SARS Tax Audits

A taxpayer who is subject to a tax audit has certain rights to engage with SARS, which includes the right to be advised of the audit findings, and, where there are any potential adjustments of material nature, the taxpayer has 21 business days to respond in writing to the outcome of the audit.
In a recent case in the Port Elizabeth Tax Court, Mr A v The Commissioner for SARS, the failure to afford these rights to the taxpayer proved fatal to SARS case.
In his 2012 tax return, Mr A claimed a deduction for farming expenses of R1.7m and further included an amount of R7m to be taxed according to the tax table for retirement and retrenchment lump sums. Mr A had been retrenched from a company where he acted as CEO for 16 years.
An additional assessment was issued by SARS where they disallowed the farming expenditure. Further, SARS contended that severance benefits did not apply as the taxpayer was dismissed and insufficient proof of retrenchment was provided.

The first time that the taxpayer learnt that he had been subject to a personal audit was during his appeal against the additional assessment. The court held that SARS could not rely on a procedurally flawed audit conducted without the taxpayer’s knowledge.
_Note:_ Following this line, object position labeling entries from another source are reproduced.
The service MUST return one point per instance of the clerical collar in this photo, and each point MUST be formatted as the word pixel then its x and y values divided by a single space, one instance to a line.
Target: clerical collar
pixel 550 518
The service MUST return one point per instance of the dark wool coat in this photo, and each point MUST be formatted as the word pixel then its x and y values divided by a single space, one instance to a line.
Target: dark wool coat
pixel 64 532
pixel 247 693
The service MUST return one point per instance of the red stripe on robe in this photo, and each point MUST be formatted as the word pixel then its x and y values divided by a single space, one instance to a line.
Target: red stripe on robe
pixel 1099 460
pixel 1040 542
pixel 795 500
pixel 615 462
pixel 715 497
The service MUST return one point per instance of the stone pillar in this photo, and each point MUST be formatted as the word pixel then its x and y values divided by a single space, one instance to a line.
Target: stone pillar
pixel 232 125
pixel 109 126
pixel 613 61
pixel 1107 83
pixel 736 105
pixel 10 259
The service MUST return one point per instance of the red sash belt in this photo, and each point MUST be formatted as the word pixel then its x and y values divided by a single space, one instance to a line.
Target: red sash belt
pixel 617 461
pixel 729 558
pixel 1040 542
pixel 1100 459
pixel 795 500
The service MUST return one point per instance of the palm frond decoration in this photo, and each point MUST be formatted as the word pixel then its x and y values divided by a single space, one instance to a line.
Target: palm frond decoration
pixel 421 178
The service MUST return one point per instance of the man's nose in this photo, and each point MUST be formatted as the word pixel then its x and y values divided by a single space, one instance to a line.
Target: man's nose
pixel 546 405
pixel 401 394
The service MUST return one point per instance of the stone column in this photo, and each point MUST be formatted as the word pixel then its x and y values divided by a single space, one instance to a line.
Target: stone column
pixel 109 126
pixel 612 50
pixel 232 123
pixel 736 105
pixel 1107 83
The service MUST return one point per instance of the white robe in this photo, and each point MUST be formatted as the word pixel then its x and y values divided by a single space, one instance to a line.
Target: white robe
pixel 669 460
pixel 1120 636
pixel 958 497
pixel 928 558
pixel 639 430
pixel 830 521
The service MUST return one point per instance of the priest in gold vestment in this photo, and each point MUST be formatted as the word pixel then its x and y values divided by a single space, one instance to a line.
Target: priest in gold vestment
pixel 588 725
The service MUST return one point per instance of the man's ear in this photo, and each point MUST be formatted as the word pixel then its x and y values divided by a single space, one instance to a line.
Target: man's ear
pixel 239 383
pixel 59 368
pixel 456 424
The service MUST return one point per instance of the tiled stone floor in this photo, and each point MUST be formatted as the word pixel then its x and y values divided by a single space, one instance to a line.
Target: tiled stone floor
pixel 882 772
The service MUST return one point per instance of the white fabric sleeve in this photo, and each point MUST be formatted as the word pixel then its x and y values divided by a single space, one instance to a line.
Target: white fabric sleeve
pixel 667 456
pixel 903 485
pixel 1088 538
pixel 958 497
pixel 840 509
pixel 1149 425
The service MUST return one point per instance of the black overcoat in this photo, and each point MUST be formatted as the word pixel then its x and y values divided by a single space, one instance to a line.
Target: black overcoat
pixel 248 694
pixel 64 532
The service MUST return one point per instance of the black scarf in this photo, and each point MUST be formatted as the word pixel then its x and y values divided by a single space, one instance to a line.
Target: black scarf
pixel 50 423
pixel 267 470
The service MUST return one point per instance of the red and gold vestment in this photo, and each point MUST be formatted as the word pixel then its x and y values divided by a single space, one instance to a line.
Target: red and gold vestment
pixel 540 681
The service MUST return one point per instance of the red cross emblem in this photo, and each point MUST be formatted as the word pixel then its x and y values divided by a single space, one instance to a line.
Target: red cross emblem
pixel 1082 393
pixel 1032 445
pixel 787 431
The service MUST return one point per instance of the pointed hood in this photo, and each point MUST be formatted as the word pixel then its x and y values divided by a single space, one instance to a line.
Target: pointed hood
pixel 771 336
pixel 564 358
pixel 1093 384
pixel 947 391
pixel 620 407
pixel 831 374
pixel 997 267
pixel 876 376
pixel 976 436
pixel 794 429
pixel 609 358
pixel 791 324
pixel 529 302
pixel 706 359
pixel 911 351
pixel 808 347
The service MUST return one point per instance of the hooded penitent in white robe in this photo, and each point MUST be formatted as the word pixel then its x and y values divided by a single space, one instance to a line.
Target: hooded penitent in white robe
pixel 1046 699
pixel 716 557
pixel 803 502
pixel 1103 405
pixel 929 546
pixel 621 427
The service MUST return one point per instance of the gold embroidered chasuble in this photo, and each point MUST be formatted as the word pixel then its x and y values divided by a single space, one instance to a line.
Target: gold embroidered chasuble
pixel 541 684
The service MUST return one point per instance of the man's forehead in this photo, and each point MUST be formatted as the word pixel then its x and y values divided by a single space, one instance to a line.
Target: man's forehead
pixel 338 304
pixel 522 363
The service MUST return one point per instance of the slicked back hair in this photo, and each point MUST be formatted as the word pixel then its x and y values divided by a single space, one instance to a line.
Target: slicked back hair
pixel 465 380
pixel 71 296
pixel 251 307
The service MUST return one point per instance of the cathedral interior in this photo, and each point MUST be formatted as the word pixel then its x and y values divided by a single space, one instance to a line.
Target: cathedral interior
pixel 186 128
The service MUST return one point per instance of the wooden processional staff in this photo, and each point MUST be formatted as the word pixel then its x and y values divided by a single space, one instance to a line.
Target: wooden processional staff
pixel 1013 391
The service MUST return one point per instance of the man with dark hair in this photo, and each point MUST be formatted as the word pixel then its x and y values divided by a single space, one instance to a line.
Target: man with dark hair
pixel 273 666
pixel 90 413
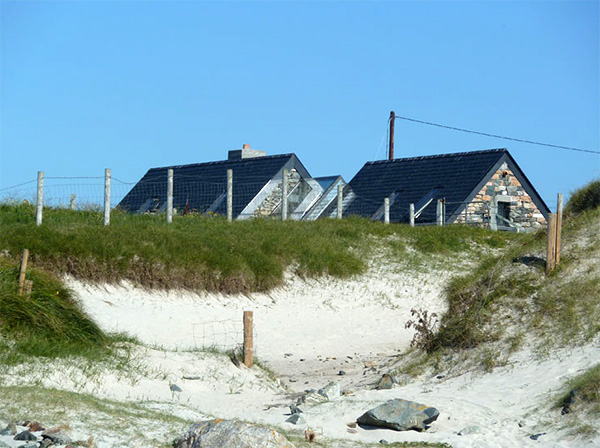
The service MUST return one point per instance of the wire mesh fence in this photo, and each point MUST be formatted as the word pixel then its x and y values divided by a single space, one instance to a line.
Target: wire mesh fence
pixel 284 197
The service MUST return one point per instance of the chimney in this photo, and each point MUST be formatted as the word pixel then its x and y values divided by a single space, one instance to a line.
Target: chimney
pixel 245 153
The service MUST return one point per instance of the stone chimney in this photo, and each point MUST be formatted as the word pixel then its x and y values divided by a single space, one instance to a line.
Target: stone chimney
pixel 245 153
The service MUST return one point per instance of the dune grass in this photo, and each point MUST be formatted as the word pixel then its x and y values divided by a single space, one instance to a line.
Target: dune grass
pixel 208 253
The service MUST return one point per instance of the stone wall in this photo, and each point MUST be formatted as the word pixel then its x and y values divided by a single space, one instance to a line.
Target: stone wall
pixel 506 188
pixel 271 204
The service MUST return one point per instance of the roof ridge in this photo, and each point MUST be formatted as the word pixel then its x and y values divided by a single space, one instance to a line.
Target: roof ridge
pixel 437 156
pixel 219 162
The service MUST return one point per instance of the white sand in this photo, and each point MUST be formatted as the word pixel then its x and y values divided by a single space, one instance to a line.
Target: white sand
pixel 307 332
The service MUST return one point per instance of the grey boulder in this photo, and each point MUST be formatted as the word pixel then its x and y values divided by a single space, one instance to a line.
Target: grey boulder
pixel 231 434
pixel 401 415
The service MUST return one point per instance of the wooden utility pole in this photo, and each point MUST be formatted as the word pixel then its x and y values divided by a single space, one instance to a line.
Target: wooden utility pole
pixel 559 206
pixel 23 271
pixel 392 122
pixel 248 342
pixel 551 252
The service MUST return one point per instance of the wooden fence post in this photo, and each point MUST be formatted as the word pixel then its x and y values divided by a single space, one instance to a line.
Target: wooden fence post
pixel 40 199
pixel 169 195
pixel 24 261
pixel 558 228
pixel 248 342
pixel 386 210
pixel 551 248
pixel 284 188
pixel 340 209
pixel 107 196
pixel 229 195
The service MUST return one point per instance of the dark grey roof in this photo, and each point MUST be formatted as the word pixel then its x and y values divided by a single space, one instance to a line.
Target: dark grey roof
pixel 457 178
pixel 202 187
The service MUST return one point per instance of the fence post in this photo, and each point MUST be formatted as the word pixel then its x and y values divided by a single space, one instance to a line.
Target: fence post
pixel 40 199
pixel 284 187
pixel 340 201
pixel 107 196
pixel 24 261
pixel 493 212
pixel 386 210
pixel 169 196
pixel 558 228
pixel 551 247
pixel 248 342
pixel 229 195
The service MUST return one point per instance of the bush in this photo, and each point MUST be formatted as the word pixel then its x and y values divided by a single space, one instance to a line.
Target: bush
pixel 49 322
pixel 585 198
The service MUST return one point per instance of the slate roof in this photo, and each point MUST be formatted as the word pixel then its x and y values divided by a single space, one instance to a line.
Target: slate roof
pixel 203 186
pixel 455 177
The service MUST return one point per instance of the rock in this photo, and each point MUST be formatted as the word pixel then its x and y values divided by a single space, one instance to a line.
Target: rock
pixel 537 436
pixel 297 419
pixel 231 434
pixel 57 436
pixel 10 430
pixel 36 426
pixel 386 382
pixel 568 402
pixel 331 391
pixel 401 415
pixel 26 435
pixel 472 429
pixel 295 409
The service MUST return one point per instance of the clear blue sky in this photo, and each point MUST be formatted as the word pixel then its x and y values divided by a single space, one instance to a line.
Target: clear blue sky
pixel 88 85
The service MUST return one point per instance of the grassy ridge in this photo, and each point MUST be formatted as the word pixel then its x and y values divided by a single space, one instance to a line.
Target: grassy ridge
pixel 211 254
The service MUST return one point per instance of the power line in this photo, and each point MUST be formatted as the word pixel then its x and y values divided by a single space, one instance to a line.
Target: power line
pixel 496 136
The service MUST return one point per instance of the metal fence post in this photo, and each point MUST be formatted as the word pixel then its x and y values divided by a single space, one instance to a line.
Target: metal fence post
pixel 169 196
pixel 284 188
pixel 386 210
pixel 340 201
pixel 229 195
pixel 107 196
pixel 40 199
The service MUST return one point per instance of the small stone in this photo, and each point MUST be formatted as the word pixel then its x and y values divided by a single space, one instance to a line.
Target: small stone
pixel 26 436
pixel 57 436
pixel 296 419
pixel 295 409
pixel 10 430
pixel 472 429
pixel 386 382
pixel 36 426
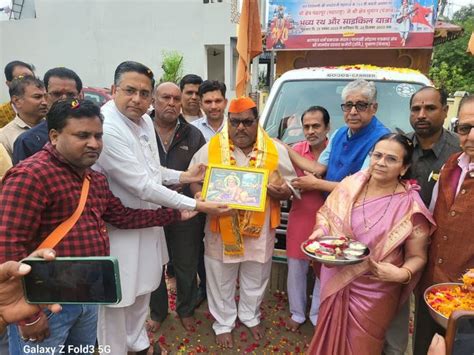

An additional assessment is administrative action and the Constitution protects the right to administrative action that is lawful, reasonable and fair. An assessment that is procedurally flawed due to SARS failure to give reasons, offends the principle of legality.
SARS breach of the principle of legality was compounded by its failure to comply with section 42 of the Tax Administration Act, 2011 (“the Act”).
The taxpayer was not kept informed about the audit nor was the outcome of the audit conveyed to him. This deprived the taxpayer of his right to respond to any issues raised during the audit, and in particular the taxpayer could have provided SARS with an explanation of his retrenchment.
If SARS had complied with the Act the outcome of the audit may have been very different. Because SARS failed to comply with the Act, which non-compliance was contrary to both the Constitution and the principle of legality, the court set aside the entire 2012 additional assessment.